Cullman Center Institute for Teachers: The Intimacies of Racial Slavery, July 31-August 4
Saidiya Hartman, Instructor
This is a week-long seminar taking place from July 31st to August 4th, 2017.
The deadline to apply to the summer seminars has passed.
This course will examine the experience of enslavement by focusing on the lives of enslaved women. The bodies of black women created the legal foundation for racial slavery in Anglo-America. The womb was the key site in the reproduction of property and the making of human commodities. Sexuality was the heart of power in the relationship of master and slave. Intimacy, sexuality and kinship were disfigured by the extreme violence and dishonor of the institution; and, at the other extreme, the concubines and offspring of slave owners were those most likely to be freed.
In the seminar, we will read the classic nineteenth-century narratives of slavery: The History of Mary Prince and Incidents in the Life of A Slave Girl, as well as excerpts from The Narrative of the Life of Frederick Douglass and Twelve Years A Slave. In addition to the narratives, we will read short essays, and chapters from secondary historical sources, which may include Laboring Women, Bound to Wedlock, The Price of Their Pound of Flesh, Out of the House of Bondage and Dispossessed Lives. The goal of the seminar is to engage critically the meaning of sexuality, reproduction, motherhood, intimacy and domination in slaveholding societies. We will also consult primary documents: ship’s ledgers, wills, bills of sales, and legal cases, to excavate and reconstruct the texture of enslaved lives.

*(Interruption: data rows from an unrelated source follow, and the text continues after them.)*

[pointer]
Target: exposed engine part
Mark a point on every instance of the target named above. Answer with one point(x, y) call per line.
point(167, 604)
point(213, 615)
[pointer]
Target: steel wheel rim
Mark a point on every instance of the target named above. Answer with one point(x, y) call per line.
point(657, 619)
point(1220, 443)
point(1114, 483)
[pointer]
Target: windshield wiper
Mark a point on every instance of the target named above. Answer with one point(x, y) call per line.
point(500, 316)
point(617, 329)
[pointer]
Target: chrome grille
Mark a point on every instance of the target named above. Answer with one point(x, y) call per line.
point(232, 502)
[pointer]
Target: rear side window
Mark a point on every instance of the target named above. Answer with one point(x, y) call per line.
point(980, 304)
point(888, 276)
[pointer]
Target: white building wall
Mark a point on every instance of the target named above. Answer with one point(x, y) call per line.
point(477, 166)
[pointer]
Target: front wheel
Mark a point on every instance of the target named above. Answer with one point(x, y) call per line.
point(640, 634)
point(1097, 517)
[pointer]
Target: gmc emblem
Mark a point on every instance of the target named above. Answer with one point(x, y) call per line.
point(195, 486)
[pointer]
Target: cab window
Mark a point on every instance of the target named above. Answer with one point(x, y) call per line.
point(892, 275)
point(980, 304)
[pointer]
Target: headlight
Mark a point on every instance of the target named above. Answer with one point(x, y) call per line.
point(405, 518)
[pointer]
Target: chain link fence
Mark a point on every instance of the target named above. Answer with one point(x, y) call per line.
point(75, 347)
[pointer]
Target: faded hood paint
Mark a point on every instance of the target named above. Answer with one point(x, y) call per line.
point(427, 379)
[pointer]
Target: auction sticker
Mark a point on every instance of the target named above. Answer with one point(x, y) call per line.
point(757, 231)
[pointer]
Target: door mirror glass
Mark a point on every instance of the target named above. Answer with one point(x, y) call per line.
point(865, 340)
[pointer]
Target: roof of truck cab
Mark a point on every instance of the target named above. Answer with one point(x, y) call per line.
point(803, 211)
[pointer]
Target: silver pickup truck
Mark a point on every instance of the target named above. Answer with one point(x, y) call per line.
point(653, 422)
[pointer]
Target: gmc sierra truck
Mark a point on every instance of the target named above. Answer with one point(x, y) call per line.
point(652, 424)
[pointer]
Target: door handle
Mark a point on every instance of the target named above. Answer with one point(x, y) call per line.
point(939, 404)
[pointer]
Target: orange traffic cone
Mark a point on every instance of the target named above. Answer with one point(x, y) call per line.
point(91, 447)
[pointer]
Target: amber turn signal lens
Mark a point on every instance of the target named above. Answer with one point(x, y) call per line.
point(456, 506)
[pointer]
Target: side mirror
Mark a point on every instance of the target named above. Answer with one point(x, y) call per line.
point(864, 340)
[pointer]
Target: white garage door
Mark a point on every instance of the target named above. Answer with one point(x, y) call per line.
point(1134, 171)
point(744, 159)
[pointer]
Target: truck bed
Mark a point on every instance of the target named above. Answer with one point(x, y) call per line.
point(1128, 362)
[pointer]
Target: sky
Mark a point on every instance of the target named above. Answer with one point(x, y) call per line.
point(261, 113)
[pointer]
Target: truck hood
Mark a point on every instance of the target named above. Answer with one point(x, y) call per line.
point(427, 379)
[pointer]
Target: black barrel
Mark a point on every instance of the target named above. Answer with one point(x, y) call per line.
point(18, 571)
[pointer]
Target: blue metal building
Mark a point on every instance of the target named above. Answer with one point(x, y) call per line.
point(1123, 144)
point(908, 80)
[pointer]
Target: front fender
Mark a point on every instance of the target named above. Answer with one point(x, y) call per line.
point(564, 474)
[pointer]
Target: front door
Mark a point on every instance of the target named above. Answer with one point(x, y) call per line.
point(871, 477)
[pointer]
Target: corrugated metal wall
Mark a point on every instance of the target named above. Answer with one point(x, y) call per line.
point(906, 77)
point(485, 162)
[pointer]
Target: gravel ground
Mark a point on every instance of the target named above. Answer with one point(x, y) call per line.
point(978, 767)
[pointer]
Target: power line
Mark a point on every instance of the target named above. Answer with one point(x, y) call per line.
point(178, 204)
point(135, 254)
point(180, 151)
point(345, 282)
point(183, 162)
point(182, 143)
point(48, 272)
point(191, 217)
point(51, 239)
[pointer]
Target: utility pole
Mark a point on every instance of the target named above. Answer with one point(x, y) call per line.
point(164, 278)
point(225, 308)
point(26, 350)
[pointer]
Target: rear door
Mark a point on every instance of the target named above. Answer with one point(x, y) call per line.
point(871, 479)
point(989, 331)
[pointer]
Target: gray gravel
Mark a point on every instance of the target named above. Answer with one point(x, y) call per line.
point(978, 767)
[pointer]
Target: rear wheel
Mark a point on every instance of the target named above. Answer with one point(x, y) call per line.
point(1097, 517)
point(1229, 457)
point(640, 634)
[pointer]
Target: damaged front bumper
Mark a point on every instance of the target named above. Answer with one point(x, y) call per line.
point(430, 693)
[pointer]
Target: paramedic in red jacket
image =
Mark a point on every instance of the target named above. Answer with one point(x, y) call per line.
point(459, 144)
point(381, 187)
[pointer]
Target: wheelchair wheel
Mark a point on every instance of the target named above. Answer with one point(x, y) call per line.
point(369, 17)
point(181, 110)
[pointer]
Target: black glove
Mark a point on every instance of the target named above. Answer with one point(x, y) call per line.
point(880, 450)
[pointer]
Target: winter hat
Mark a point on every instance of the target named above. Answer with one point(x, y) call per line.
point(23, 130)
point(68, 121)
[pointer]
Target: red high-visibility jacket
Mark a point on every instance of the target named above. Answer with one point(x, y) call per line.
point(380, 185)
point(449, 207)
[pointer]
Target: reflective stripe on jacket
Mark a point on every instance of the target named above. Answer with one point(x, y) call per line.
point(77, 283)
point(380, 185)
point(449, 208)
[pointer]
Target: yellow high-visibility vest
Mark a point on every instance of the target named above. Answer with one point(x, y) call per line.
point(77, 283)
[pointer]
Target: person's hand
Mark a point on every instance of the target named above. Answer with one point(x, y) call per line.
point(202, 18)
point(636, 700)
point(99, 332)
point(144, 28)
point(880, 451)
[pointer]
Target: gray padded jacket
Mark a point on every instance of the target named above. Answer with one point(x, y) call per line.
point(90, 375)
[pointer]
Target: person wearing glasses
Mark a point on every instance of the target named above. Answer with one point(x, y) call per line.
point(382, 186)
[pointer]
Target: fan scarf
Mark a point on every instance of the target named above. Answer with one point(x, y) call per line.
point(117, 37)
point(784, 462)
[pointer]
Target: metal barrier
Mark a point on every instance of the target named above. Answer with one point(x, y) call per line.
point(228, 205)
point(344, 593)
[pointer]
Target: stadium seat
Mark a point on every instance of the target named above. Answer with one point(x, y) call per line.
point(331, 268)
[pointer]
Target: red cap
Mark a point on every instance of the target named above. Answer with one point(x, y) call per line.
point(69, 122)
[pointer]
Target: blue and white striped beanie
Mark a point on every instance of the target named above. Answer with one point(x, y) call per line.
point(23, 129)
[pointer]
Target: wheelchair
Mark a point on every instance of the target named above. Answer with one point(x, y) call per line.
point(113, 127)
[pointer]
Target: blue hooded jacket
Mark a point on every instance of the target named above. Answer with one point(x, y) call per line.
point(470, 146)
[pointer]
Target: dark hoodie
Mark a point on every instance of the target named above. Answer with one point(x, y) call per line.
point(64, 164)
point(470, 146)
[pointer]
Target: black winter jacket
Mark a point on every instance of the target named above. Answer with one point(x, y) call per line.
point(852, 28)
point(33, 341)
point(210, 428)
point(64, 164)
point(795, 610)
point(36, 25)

Saidiya Hartman is the author of Lose Your Mother: A Journey Along the Slave Route and Scenes of Subjection: Terror, Slavery and Self-Making in Nineteenth Century America. She is a Professor of English and Comparative Literature at Columbia University and has received Fulbright, Rockefeller, and Whitney Oates Fellowships. The book she will work on at the Cullman Center, Wayward Lives, Beautiful Experiments, examines the sexual upheavals and radical transformations of daily life that took place in the slums of Philadelphia and New York in the years between 1890 and 1930.